1621. PRINCE CHRISTIAN OF BRUNSWICK.
Against these two, and George Frederick of Baden, who joined them, Ferdinand II. sent Maximilian of Bavaria, to whom he promised the Palatinate as a reward, and Tilly, a general already famous both for his military talent and his inhumanity. The latter, who had been educated by the Jesuits for a priest, was in the Bavarian service. He was a small, lean man, with a face almost comical in its ugliness. His nose was like a parrot's beak, his forehead seamed with deep wrinkles, his eyes sunk in their sockets and his cheek-bones projecting. He usually wore a dress of green satin, with a cocked hat and long red feather, and rode a small, mean-looking gray horse.

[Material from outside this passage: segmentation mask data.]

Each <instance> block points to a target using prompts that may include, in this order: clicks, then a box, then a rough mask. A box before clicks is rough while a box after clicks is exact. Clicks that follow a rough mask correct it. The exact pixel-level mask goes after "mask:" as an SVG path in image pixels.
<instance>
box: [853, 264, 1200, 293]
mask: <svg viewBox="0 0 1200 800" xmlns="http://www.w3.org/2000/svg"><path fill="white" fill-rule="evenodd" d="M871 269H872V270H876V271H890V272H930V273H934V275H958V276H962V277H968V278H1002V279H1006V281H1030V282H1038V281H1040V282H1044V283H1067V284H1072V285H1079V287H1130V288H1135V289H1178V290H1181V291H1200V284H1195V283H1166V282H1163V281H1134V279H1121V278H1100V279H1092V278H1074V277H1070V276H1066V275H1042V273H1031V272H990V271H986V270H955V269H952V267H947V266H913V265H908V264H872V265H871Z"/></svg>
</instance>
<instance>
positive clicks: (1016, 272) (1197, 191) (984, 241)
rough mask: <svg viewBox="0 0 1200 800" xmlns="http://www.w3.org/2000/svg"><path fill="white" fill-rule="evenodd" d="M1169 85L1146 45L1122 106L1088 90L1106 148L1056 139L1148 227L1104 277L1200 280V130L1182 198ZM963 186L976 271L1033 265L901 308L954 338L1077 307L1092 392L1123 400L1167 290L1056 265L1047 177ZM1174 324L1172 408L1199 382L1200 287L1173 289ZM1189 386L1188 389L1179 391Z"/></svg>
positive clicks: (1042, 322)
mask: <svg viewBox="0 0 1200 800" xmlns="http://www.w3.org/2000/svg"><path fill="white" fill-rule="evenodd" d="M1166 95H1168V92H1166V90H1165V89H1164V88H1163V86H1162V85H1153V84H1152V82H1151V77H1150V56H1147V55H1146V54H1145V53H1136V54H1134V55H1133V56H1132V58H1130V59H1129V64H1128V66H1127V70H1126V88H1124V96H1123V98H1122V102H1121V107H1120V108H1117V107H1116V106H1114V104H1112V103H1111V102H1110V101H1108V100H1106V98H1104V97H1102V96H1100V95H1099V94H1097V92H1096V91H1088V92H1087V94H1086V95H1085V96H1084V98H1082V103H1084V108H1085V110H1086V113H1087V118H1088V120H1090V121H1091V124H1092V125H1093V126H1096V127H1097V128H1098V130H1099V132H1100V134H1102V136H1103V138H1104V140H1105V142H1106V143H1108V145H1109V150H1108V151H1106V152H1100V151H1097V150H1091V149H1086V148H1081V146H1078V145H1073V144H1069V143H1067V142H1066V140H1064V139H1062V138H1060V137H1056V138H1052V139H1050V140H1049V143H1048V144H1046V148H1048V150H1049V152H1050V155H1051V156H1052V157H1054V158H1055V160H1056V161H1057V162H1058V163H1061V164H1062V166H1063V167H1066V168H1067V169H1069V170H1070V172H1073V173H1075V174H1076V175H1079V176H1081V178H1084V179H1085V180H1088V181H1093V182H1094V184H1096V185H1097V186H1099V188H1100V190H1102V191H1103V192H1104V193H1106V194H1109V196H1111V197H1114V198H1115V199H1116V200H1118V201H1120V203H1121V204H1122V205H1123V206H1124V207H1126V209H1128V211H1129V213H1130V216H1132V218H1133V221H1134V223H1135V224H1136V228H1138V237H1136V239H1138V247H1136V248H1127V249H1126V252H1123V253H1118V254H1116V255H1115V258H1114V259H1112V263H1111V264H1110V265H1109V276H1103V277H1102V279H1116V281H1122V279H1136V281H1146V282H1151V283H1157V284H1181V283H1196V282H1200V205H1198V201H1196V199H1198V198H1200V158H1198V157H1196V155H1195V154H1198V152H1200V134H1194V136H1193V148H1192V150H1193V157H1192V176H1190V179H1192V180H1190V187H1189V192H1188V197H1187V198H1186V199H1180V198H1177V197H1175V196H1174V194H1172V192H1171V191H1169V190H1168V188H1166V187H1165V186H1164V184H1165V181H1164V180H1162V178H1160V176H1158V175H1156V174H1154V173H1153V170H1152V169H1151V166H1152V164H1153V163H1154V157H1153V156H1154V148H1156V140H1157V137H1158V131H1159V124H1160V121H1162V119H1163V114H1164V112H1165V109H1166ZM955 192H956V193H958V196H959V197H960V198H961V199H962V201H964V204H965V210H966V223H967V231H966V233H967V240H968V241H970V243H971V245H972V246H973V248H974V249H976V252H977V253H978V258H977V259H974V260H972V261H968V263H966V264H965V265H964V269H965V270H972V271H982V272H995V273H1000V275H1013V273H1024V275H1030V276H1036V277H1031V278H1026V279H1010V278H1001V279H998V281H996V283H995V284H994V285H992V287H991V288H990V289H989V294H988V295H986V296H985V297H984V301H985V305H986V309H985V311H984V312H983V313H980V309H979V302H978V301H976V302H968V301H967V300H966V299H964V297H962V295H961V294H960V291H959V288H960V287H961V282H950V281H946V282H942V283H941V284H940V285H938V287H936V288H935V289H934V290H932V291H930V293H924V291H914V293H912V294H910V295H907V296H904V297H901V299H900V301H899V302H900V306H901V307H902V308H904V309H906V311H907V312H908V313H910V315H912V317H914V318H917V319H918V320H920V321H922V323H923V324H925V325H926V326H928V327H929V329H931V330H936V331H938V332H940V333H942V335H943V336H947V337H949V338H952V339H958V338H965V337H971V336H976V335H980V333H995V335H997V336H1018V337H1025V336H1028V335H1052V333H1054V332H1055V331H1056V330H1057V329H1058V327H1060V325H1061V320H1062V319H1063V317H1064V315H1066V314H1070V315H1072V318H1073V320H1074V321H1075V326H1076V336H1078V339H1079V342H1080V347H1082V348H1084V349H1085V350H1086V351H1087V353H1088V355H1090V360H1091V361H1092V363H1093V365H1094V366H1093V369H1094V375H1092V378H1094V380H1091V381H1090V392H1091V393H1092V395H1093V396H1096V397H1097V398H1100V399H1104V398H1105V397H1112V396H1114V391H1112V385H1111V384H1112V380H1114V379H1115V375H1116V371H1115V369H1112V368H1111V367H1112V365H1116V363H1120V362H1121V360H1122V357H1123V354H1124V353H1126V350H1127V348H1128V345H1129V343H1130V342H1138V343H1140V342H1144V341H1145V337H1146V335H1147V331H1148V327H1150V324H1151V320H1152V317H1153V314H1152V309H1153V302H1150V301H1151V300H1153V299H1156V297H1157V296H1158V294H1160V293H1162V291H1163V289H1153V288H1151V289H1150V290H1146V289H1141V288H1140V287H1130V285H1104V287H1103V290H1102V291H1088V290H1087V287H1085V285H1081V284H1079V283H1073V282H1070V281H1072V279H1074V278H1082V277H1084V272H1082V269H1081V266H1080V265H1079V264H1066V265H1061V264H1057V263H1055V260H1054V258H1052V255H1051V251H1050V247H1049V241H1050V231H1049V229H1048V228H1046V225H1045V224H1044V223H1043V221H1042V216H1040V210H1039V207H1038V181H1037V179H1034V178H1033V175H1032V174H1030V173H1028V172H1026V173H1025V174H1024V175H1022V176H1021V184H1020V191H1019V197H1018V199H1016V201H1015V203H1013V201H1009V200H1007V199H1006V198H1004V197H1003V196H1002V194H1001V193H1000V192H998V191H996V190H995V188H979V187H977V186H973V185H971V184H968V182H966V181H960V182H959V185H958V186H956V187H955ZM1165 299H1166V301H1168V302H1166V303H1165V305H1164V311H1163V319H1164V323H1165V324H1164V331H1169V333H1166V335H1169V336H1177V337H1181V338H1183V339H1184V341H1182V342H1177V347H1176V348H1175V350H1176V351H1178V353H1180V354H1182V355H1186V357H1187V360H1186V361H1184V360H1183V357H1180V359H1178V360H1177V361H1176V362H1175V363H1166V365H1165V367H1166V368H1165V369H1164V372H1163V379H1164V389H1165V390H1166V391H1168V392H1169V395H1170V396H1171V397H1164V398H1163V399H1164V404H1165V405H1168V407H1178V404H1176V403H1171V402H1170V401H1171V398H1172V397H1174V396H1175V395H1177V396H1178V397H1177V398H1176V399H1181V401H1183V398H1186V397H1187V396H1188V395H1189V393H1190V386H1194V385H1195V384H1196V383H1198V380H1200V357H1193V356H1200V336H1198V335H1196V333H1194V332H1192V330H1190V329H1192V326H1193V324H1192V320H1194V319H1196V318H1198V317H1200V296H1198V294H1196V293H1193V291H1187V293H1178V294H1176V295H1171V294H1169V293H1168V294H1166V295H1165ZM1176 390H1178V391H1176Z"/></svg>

Early in 1622 the Imperial army under Tilly was defeated, or at least checked, by the united forces of Mansfeld and Prince Christian. But in May of the same year, the forces of the latter, with those of George Frederick of Baden, were almost cut to pieces by Tilly, at Wimpfen. They retreated into Alsatia, where they burned and plundered at will, while Tilly pursued the same course on the eastern side of the Rhine. He took and destroyed the cities of Mannheim and Heidelberg, closed the Protestant churches, banished the clergymen and teachers, and supplied their places with Jesuits. The invaluable library of Heidelberg was sent to Pope Gregory XV. at Rome, and remained there until 1815, when a part of it came back to the University by way of Paris.
1623.
Frederick V., who had fled from the country, entered into negotiations with the Emperor, in the hope of retaining the Palatinate. He dissolved his connection with Mansfeld and Prince Christian, who thereupon offered their services to the Emperor, on condition that he would pay their soldiers! Receiving no answer, they marched through Lorraine and Flanders, laying waste the country as they went, and finally took refuge in Holland. Frederick V.'s humiliation was of no avail; none of the Protestant princes supported his claim. The Emperor gave his land, with the Electoral dignity, to Maximilian of Bavaria, and this act, although a direct violation of the laws which the German princes held sacred, was acquiesced in by them at a Diet held at Ratisbon in 1623. John George of Saxony, who saw clearly that it was a fatal blow aimed both at the Protestants and at the rights of the reigning princes, was persuaded to be silent by the promise of having Lusatia added to Saxony.